Con la vista fija en el cadáver tomó una repentina decisión.
«Por Reorx que yo no me iré así», juró para sus adentros.
—¡Eh, qué haces! —llamó en voz alta—. ¿Dónde crees que vas?
Tasslehoff se encontraba parado delante de la puerta doble al fondo del vestíbulo, esperando con aire impaciente que Flint la abriera.
—Voy a ayudarte a conseguir el Mazo.
—De eso nada —gruñó el enano—. Tú vas a ir a buscar a Arman.
—¿Sí? —Tas estaba complacido, pero asombrado—. Hallar a Arman es muy importante, Flint. Nadie me deja hacer algo muy importante nunca.
—Pues yo voy a dejarte esta vez. No tengo otra opción. Vas a ir a buscar a Arman, vas a advertirle que esa cosa que cree que es Kharas no es Kharas y le vas a decir que sabes dónde está el Mazo. Y luego lo traes aquí.
—Pero si hago eso, encontrará el Mazo —argumentó Tas—. Creía que querías ser tú el que lo encontrara.
—Lo he encontrado —contestó Flint, imperturbable—. No discutas más, que no tenemos tiempo. Márchate ya.
—Advertir a Arman es muy importante —reflexionó Tas—, pero me parece que lo dejaré pasar. En realidad tampoco me cae muy bien. Prefiero quedarme aquí contigo.
—Vas a ir —dijo Flint con firmeza—. De un modo u otro.
Tas sacudió la cabeza, asió la manija de la puerta y se sujetó a ella con todas sus fuerzas.
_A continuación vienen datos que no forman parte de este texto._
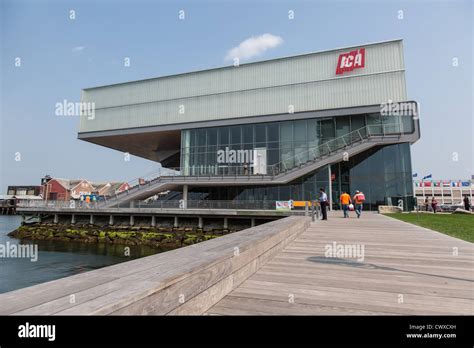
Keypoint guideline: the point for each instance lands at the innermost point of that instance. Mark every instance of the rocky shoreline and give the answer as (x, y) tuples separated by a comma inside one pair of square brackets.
[(162, 237)]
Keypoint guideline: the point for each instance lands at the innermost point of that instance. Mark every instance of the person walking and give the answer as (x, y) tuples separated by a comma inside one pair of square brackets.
[(345, 201), (323, 202), (434, 204), (359, 199), (467, 203)]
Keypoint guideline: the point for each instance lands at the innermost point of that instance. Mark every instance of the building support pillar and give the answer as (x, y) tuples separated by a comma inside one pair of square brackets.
[(185, 196), (329, 188), (200, 222), (226, 224)]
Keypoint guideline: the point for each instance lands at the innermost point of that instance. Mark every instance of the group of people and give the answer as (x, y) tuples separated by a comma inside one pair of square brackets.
[(356, 202), (346, 202), (434, 204)]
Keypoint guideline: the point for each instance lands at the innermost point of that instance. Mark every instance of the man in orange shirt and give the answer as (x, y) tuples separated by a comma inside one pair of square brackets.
[(345, 201), (359, 199)]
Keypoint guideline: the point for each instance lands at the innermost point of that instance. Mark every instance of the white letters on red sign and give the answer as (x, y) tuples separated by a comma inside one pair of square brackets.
[(350, 61)]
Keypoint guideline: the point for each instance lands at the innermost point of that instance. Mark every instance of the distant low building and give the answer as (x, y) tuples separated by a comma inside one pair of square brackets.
[(24, 190), (444, 191), (66, 189)]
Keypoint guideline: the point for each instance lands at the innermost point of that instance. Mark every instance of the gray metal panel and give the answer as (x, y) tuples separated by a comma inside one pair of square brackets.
[(308, 82)]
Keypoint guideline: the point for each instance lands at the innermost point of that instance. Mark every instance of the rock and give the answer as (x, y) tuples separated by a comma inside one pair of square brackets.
[(462, 211), (387, 209)]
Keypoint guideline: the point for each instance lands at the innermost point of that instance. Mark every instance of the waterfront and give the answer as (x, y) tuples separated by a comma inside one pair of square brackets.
[(58, 259)]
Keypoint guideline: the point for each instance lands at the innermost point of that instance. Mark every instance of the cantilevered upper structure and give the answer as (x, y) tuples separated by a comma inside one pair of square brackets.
[(272, 130)]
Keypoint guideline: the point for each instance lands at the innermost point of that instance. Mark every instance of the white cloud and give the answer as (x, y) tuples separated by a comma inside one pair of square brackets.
[(254, 46), (78, 48)]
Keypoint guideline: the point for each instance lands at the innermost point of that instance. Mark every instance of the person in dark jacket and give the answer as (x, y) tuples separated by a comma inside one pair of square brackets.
[(323, 202), (467, 203)]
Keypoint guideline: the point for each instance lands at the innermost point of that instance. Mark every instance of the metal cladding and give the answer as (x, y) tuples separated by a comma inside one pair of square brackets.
[(301, 83)]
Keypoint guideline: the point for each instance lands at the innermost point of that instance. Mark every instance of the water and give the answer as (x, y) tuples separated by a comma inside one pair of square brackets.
[(57, 259)]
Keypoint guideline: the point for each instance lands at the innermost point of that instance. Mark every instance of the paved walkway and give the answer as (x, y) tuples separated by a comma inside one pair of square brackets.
[(406, 270)]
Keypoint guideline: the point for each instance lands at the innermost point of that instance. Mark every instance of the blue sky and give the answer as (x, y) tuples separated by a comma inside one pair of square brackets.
[(60, 56)]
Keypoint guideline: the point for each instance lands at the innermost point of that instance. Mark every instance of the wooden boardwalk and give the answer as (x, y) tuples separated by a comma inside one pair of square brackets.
[(406, 270)]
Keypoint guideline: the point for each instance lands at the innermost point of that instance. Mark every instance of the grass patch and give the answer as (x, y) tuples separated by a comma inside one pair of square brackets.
[(454, 225)]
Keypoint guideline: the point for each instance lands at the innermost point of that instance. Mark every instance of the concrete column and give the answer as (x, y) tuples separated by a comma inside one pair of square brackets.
[(226, 224), (185, 196), (200, 222), (329, 188)]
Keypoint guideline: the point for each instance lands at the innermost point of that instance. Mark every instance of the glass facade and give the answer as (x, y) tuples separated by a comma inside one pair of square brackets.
[(382, 173), (229, 150)]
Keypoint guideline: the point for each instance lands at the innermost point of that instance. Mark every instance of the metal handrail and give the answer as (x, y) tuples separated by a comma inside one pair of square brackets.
[(227, 170)]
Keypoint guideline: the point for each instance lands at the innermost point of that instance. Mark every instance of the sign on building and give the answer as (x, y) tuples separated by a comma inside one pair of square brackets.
[(350, 61)]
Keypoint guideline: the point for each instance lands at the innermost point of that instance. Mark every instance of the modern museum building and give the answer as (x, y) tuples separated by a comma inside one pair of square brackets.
[(268, 131)]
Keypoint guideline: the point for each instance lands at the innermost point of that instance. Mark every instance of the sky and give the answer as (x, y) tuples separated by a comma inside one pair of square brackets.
[(47, 57)]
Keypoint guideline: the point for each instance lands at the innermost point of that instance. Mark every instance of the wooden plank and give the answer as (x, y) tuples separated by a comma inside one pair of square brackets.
[(400, 259)]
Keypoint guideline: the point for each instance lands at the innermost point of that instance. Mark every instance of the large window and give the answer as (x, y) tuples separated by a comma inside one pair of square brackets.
[(287, 144)]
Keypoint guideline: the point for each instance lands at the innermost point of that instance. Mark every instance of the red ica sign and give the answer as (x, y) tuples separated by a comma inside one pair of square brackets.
[(350, 61)]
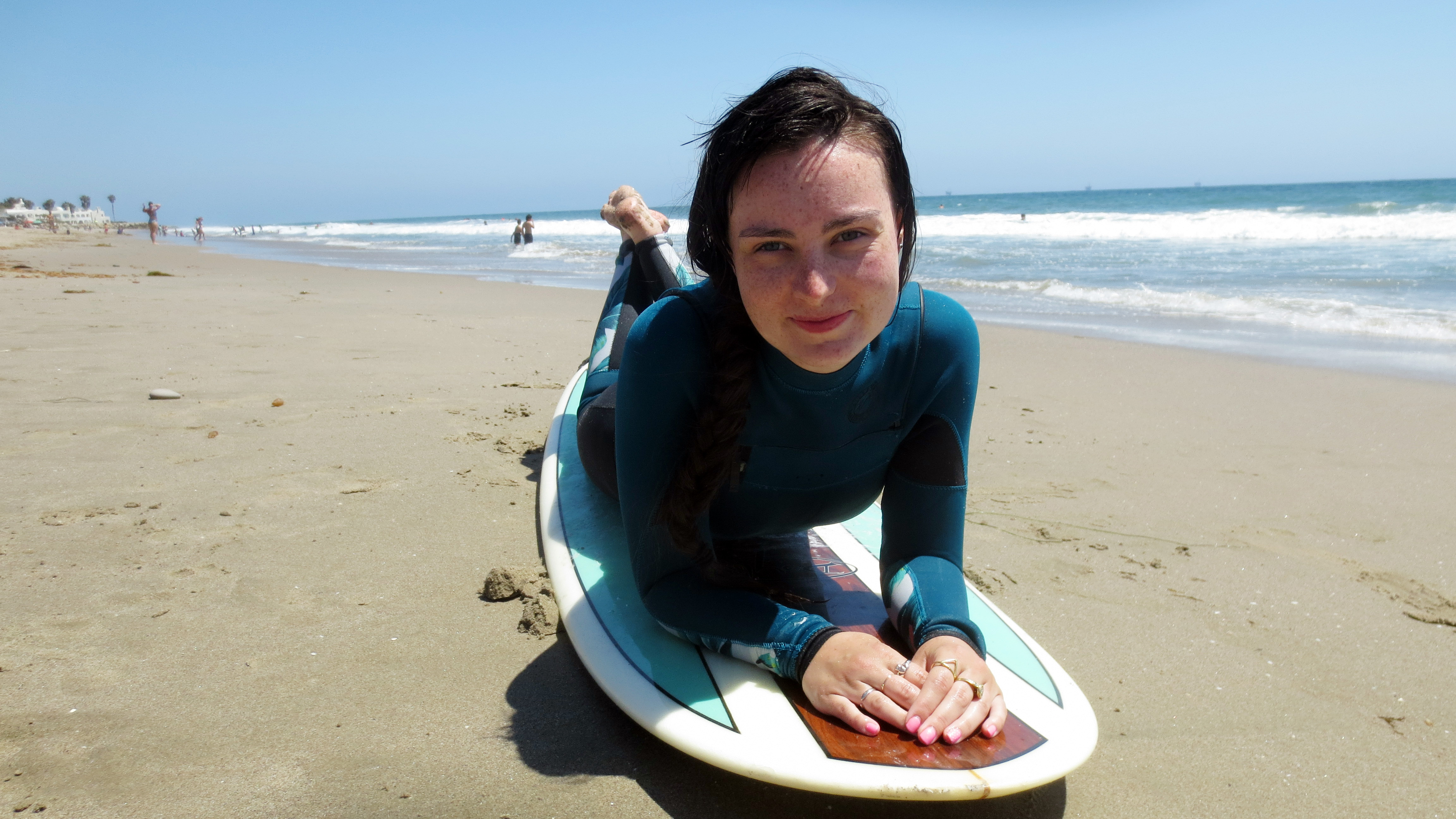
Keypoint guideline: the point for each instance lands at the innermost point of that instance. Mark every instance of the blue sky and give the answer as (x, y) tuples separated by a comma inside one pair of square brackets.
[(311, 111)]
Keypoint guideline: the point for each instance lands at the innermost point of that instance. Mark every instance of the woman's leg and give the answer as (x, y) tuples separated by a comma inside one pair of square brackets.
[(643, 273)]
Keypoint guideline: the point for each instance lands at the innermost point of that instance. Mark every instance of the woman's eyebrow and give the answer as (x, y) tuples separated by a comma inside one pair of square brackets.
[(761, 232), (849, 219)]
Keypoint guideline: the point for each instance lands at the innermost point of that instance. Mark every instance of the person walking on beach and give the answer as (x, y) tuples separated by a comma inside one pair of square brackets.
[(803, 379), (152, 219)]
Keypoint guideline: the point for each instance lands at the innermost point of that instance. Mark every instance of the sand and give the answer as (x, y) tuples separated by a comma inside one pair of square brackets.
[(1244, 565)]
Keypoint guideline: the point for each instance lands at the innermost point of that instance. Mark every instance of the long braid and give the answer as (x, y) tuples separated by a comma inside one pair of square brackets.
[(710, 457)]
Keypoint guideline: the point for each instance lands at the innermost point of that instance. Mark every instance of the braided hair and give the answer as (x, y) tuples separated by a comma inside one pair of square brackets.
[(797, 107)]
Tras un breve forcejeo, Flint consiguió soltar los dedos del kender. Después lo aferró por el cuello de la camisa y, mientras Tas forcejeaba y protestaba, lo llevó a rastras hasta la otra puerta y lo sacó de un empujón.
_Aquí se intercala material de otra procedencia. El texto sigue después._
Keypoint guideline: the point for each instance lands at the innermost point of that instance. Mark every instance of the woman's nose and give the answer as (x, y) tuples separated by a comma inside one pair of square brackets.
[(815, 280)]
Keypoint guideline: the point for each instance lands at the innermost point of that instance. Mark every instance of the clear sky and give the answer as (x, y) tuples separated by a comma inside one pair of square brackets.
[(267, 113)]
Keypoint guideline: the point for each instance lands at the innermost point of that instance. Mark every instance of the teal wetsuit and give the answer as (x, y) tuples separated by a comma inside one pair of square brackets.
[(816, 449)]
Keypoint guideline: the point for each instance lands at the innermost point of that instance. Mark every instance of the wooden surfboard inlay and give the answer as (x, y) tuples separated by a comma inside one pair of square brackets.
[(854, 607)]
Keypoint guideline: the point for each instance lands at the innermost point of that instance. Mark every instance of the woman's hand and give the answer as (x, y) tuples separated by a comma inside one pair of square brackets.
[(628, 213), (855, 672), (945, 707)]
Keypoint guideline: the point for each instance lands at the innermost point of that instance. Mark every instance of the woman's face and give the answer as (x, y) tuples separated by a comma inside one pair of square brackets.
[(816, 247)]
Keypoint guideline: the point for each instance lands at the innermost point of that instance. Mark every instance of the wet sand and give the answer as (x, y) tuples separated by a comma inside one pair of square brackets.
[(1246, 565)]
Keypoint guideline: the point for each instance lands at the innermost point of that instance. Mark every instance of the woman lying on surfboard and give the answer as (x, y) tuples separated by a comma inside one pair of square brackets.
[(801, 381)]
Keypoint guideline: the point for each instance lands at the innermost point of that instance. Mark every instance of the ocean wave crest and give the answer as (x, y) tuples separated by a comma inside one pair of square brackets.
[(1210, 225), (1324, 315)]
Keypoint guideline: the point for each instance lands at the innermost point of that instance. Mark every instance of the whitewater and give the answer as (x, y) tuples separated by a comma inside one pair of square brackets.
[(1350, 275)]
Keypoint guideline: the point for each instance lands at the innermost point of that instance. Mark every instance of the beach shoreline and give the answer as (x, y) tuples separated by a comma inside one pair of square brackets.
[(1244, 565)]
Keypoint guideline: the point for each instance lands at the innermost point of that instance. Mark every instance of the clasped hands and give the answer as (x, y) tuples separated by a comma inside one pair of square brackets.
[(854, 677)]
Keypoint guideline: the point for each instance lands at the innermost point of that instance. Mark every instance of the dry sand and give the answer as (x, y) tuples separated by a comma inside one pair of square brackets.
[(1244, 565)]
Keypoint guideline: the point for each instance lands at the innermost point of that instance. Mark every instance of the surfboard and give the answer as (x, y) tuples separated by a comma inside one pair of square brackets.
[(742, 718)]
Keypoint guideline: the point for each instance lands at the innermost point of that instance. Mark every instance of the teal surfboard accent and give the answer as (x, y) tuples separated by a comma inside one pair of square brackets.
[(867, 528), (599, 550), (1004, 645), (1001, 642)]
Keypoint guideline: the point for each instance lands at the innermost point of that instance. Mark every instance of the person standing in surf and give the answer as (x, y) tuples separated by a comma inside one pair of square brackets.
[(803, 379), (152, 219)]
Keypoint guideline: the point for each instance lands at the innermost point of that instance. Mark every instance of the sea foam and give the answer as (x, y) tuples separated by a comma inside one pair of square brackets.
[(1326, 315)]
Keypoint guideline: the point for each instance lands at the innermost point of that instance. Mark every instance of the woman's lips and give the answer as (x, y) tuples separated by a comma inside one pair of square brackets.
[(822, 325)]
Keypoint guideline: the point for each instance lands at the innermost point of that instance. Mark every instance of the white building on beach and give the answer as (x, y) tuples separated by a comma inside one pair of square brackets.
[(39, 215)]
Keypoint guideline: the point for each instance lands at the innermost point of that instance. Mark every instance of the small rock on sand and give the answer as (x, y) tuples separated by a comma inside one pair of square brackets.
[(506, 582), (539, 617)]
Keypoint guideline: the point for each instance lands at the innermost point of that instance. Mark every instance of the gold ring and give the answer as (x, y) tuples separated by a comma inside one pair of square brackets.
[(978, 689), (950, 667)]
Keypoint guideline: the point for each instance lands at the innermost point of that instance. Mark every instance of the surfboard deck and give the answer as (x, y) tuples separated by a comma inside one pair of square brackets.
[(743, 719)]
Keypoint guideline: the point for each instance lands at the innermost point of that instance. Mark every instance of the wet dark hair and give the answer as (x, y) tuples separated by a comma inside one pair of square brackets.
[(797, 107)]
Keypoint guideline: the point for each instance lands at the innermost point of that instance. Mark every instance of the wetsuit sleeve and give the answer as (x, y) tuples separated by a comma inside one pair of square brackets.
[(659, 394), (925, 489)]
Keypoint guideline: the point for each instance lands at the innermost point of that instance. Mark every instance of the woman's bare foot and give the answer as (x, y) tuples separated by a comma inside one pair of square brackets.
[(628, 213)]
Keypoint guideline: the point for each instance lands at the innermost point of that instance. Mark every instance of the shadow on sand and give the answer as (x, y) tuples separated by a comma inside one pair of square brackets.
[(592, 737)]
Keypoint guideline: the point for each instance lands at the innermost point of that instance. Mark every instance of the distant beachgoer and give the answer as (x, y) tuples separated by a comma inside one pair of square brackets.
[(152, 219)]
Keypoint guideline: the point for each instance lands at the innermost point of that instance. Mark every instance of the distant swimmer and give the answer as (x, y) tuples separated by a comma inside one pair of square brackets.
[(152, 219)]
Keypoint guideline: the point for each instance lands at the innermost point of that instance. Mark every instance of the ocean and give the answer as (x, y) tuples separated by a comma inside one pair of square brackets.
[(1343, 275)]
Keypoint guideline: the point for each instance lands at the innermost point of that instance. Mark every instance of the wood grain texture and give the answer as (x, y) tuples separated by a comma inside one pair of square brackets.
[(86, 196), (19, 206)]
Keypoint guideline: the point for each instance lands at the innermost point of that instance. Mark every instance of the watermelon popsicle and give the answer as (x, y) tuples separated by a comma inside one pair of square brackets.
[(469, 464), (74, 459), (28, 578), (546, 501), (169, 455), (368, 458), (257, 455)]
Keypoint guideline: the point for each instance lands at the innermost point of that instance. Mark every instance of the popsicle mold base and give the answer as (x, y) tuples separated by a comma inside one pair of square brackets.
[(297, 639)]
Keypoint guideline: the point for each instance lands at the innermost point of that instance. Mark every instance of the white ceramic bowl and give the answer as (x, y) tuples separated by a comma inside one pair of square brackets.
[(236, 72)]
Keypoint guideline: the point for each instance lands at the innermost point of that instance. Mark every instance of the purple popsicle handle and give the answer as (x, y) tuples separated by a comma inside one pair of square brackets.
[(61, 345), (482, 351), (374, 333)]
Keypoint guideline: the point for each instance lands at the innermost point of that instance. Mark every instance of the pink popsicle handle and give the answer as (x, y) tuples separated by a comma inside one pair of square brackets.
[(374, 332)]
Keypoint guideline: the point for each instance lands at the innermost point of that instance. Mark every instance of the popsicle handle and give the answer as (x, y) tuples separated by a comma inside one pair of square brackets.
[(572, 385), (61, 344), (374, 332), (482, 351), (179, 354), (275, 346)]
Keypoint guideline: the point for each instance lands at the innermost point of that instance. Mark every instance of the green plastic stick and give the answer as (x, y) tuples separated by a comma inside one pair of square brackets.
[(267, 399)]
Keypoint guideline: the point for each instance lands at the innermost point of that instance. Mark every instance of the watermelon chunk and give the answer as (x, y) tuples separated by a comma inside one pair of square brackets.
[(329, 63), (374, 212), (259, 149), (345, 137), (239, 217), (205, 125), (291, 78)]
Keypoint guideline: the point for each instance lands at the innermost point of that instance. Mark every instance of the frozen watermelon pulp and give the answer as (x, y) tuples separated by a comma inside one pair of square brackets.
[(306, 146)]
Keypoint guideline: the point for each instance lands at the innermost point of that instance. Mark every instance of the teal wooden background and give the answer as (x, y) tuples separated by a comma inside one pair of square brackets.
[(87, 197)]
—Y esto voy a necesitarlo —añadió el enano.
Arrebató al kender la jupak con un giro hábil y a continuación le cerró la puerta en las narices.
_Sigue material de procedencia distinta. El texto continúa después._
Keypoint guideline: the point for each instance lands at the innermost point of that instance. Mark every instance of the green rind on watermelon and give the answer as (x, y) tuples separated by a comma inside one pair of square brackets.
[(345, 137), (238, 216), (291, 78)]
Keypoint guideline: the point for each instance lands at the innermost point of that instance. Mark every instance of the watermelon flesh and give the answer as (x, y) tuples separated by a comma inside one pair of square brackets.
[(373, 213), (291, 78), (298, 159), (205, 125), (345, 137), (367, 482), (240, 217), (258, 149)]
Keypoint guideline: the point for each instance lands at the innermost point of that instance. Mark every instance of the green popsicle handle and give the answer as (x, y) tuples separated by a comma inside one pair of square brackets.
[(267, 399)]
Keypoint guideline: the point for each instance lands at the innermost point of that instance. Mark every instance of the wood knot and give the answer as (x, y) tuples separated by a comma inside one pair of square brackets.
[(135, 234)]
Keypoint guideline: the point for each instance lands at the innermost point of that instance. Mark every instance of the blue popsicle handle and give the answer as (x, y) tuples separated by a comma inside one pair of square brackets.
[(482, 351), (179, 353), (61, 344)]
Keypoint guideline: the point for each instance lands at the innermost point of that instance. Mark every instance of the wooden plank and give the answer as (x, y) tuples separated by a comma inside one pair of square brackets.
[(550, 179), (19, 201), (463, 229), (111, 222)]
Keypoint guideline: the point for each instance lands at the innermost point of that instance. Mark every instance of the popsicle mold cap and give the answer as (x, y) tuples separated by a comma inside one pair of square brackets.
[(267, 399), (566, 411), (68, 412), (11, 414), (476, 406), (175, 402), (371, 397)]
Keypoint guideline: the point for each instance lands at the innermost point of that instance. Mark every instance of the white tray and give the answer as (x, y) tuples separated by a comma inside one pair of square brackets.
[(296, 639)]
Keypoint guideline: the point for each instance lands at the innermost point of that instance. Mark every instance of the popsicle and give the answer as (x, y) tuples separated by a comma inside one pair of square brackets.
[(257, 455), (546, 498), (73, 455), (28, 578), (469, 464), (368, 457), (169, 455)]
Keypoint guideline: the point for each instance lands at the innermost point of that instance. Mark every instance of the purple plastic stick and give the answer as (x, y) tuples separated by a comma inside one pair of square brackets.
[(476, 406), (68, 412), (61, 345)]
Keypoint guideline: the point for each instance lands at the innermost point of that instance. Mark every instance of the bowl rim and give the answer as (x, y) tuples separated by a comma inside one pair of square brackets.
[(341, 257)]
—¡Flint! —sonó la voz del kender amortiguada y lejana a través de las hojas de madera—. ¡Abre! ¡Déjame entrar!
Flint le oyó sacudir la manija, dar patadas a la puerta y después alejarse. Tas acabaría aburriéndose en seguida y, a falta de otra cosa mejor, iría a buscar a Arman.
Flint sintió remordimiento por haber enviado al kender al encuentro de ese fantasma, demonio o lo que quiera que fuera que afirmaba ser Kharas. No tardó en desechar la sensación de culpabilidad al recordar que el kender tenía un talento extraordinario para sobrevivir.
—Lo que consigue es que otros mueran. Si acaso —masculló Flint—, tendría que preocuparme por el fantasma.
La verdad era que Flint no podía tener al kender como testigo de lo que pensaba hacer. Tasslehoff Burrfoot jamás había sabido guardar un secreto. Juraría solemnemente por su copete que nunca lo contaría y, en menos de una hora, estaría parloteando y contándoselo a todo el mundo y al perro. Y ese secreto tenía que guardarse. De ello dependían vidas. Vidas a millares…
Flint empujó la puerta doble con la mano, que se abrió con un sonoro portazo, y entró en la Cámara Rubí.